Police vehicle trainers evaluated 19 2012 and 2013 model-year patrol vehicles.

February 22, 2012  |  by - Also by this author

A Dodge Charger during 2010 LASD testing. Photo: POLICE file
A Dodge Charger during 2010 LASD testing. Photo: POLICE file

The Los Angeles County Sheriff's Department has released its annual vehicle evaluation, which includes fuel-economy test results as well as acceleration, and braking.

In November, the sheriff's department tested 19 2012 and 2013 model-year patrol vehicles at the AutoClub Speedway in Fontana, Calif.
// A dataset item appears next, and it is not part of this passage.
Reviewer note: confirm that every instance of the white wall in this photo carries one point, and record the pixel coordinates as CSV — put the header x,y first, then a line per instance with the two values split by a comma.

The department issued its final report in early February.

Chevrolet models tested included the Impala 3.6-liter V-6; Tahoe 5.3-liter V-8; Caprice 3.6-liter V-6 and 6.0-liter V-8. E85 fuel versions of each vehicle were also tested. Dodge models tested included four Charger Pursuit models-3.6-liter V-6 and 5.7-liter V-8 in two rear-axle ratios each (2.65 and 3.06). The V-6 (2.65 axle) was run on E85. Five Ford vehicles were tested-the 2013 Police Interceptor front-wheel drive; P.I. all-wheel drive; P.I. twin-turbo all-wheel drive; P.I. Utility front-wheel drive; and P.I. Utility all-wheel drive. Ford's vehicles are powered by a 3.5-liter V-6.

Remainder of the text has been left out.